I looked up at just the right moment to notice a tear falling down onto the paper that was previously wrapped around her cheeseburger. Then it was my turn to stutter.

"A-As for how i-it actually felt…" I started choking up. I couldn't help myself, but I just couldn't bear to relive it. It was just all of a sudden. The actual pain had severely outdone my feelings. For both of our sakes, I didn't want to go on. I settled on ending here. "There really aren't words to describe it."

She nodded. She got up and walked over to the trash can. I noticed her bring her hand up to her face. I didn't know she would react like this. I mean, I sort of knew I would be a bit… okay, I admit it: upset. But, I didn't think she would. Maybe she just cared about me that much… but she had been there too, why did it hurt so much when I told my point of view? Then it dawned on me. She had been there too. She was the reason I was out there anyways. Had she realized this? When she ran, and I followed, and she found me. She had seen me lying there, helpless, yet she helped. And that was even after I had hurt her, in a way far worse than I had been – yet, in the exact same way.

I wasn't the only one who had been stabbed that night.

Doooooone.

I liked it. I hope this makes up for my wrongdoings.
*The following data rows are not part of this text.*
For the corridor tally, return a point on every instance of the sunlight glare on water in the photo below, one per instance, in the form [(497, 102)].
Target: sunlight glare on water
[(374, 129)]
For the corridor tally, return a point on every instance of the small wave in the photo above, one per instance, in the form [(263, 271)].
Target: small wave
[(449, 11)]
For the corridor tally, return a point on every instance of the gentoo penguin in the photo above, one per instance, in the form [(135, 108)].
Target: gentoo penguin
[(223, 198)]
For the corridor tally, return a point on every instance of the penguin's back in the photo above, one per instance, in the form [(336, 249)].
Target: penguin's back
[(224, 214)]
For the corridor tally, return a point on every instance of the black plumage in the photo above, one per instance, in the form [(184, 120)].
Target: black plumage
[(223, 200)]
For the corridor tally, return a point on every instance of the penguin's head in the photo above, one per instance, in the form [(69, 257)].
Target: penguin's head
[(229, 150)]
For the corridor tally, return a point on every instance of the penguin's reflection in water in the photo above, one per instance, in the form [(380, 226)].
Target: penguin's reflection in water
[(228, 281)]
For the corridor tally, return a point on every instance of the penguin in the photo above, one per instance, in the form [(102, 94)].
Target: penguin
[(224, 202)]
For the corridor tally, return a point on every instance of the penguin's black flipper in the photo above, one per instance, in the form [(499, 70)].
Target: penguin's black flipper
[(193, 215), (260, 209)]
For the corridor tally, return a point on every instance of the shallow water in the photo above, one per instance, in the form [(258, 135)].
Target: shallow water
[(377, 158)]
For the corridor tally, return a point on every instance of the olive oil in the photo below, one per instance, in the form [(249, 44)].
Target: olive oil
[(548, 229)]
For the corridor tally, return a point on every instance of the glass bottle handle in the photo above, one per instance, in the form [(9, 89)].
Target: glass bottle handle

I had trouble getting my thoughts out in the last paragraph, and even a harder time tying them all together. So, sorry.

But, that cannot compare to my constant struggles with the first word, or sentence for that matter. I was going to have Toby check him out of the hospital, then the nurse's POV (which I will most likely include next chapter to explain some things), then him wondering why grits were served with every meal at the hospital (but then I realized that they live in Canada, while I live in the south. I then came to the conclusion it might just be my hospital… depressing). There were a million others. I then settled on McDonalds. Wow. I didn't realize how lame that solution was until I got down here.

So, I already have the dedication for my next chapter. It was supposed to be this one, but desperate times call for desperate measures right? Whoever invented that saying should have put a patent on it. They would be a bagillionaire (another word added to dictionary).

Love you again danielle130!

And to all a good night! (Too late for the Christmas part).

PS: The title was originally going to be Cries and Fries (or vice versa) but, I realized I already had food mixed with emotion (if you can call 'hello' an emotion), so I decided on this.